On the other hand, full synthetic backups are a variation of incremental backups, which means that only data that has changed since the last backup is backed up. However, unlike traditional incremental backups, full synthetic backups create a final backup set that is indistinguishable from a full backup. This is achieved by merging the incremental backups with the full backup, resulting in a single backup set that contains all the data, just like a full backup.
The advantage of full synthetic backups is that they greatly reduce the amount of resources needed to perform backups. Because only changed data is backed up, full synthetic backups require less storage space and bandwidth than full backups. Additionally, because the final backup set is indistinguishable from a full backup, restoring it is as simple as restoring a full backup. However, the process of creating a full synthetic backup can be more complex and time-consuming than a full backup or traditional incremental backup, as it requires merging multiple backup sets.
While both full backups and full synthetic backups back up all the data in an organization’s system, full backups are resource-intensive but simple to restore, while full synthetic backups are less resource-intensive but may require more time and effort to create.
How StoneFly Veeam Ready Backup and DR Appliance Supports Various Backup Strategies
StoneFly DR365V is a Veeam-ready backup and disaster recovery appliance that provides a comprehensive backup solution for your critical data. It can perform all types of backups, including full, incremental, differential, and full synthetic backups. With the DR365V, you can easily create backup jobs and schedule them according to your business needs. It provides air-gapped and immutable repositories, which ensures that your backup data is secured from cyber-attacks and ransomware.
The DR365V also provides fast and reliable data recovery options.
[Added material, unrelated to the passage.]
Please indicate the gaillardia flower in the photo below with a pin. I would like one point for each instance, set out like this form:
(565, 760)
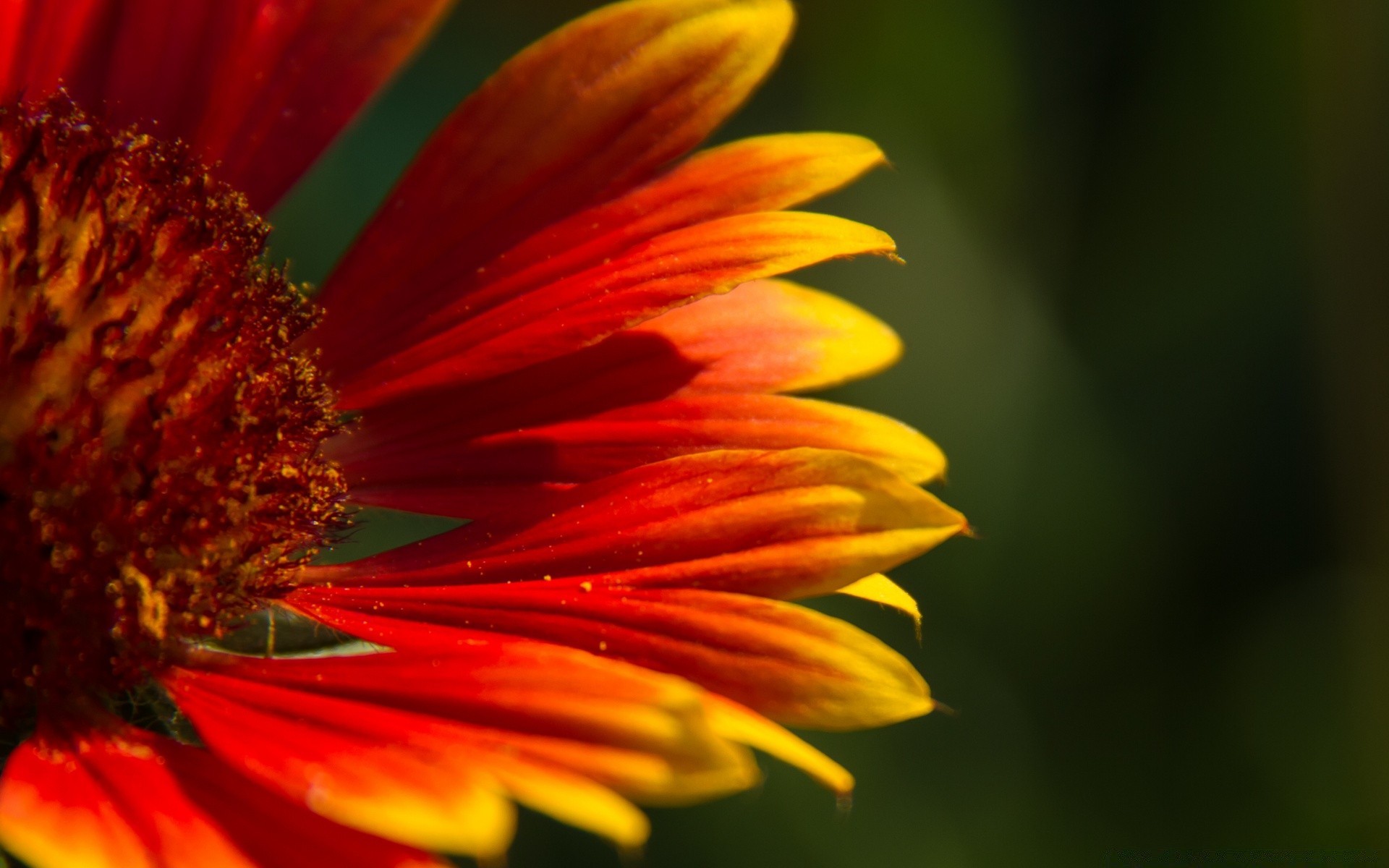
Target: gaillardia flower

You can quickly recover data in case of accidental deletion or data corruption, ensuring that your business operations remain uninterrupted. The appliance also supports instant recovery, which allows you to run virtual machines directly from the backup repository.
Moreover, DR365V provides the capability to replicate data to secondary locations, which ensures business continuity and minimizes downtime in the event of a disaster. It provides disaster recovery options for both physical and virtual workloads, enabling you to recover your business operations with minimum downtime.
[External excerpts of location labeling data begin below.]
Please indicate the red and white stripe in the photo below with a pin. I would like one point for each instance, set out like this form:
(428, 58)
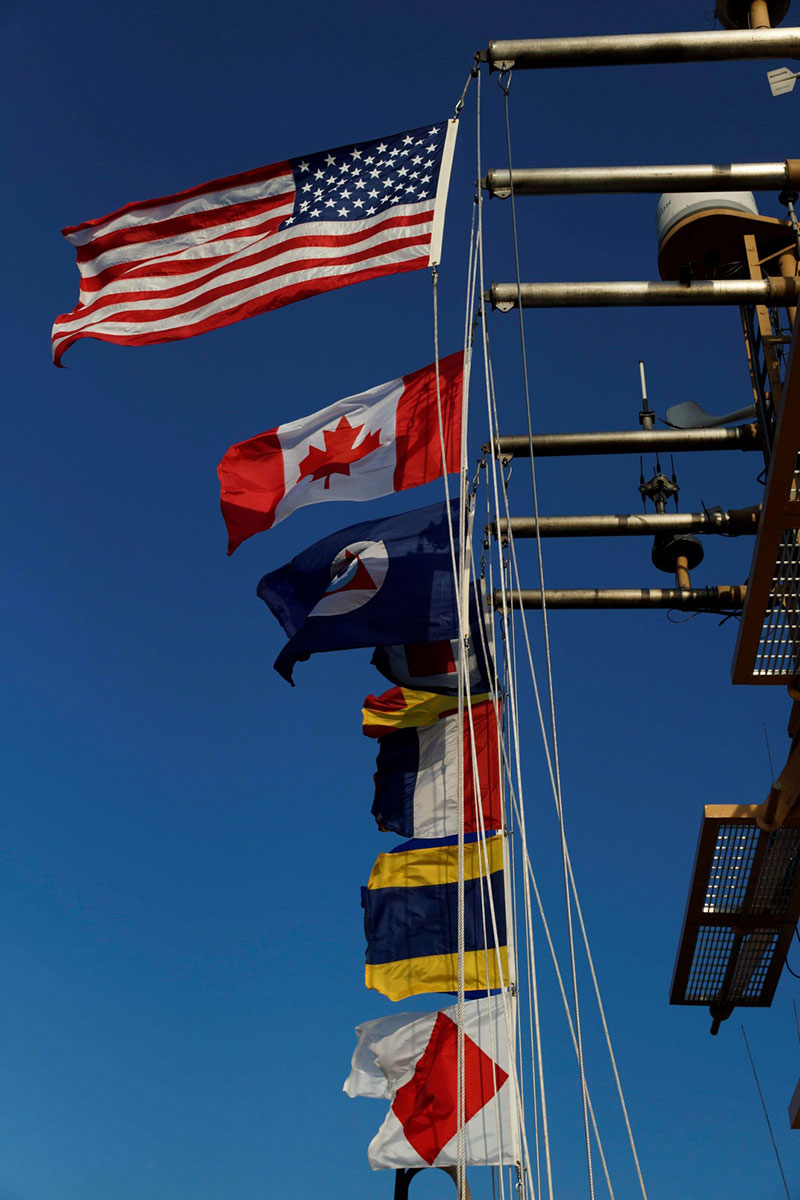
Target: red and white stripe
(264, 479)
(166, 269)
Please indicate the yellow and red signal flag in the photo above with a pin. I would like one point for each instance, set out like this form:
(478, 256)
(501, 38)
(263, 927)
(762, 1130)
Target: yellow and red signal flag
(405, 708)
(420, 768)
(377, 442)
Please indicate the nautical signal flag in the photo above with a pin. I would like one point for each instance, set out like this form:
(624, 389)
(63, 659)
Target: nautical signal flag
(360, 448)
(433, 665)
(378, 581)
(403, 708)
(417, 772)
(411, 918)
(182, 264)
(411, 1059)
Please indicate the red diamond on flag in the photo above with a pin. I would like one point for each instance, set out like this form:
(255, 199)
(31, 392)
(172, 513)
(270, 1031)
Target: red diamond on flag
(426, 1105)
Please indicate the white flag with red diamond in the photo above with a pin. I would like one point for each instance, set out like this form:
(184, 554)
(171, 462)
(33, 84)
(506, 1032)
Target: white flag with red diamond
(360, 448)
(411, 1059)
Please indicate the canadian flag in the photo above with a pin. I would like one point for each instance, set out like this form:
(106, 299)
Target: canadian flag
(360, 448)
(411, 1059)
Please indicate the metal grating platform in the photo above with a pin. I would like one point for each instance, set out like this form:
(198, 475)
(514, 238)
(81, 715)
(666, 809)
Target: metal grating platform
(743, 907)
(768, 648)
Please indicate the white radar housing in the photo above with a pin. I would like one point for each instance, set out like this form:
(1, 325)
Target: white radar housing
(674, 207)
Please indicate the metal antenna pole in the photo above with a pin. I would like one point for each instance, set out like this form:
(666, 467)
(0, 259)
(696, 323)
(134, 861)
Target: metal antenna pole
(645, 415)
In addition, DR365V provides a scalable and flexible backup solution, making it ideal for businesses of all sizes. It provides various storage options, including cloud-based storage, enabling you to choose the storage option that best suits your business needs.
If you’re interested in learning more about the StoneFly DR365V, visit this page or contact us today to schedule a demo.
In conclusion, choosing the right backup strategy is crucial for protecting your valuable data against unexpected disasters. Full backups are the most reliable option but can be time-consuming and resource-intensive. Differential backups offer a faster backup process, but restoration can take longer than incremental or synthetic backups. Incremental backups are the fastest option, but restoration can be a complex process. Finally, full synthetic backups are an excellent alternative to full backups as they offer the advantages of both full and incremental backups.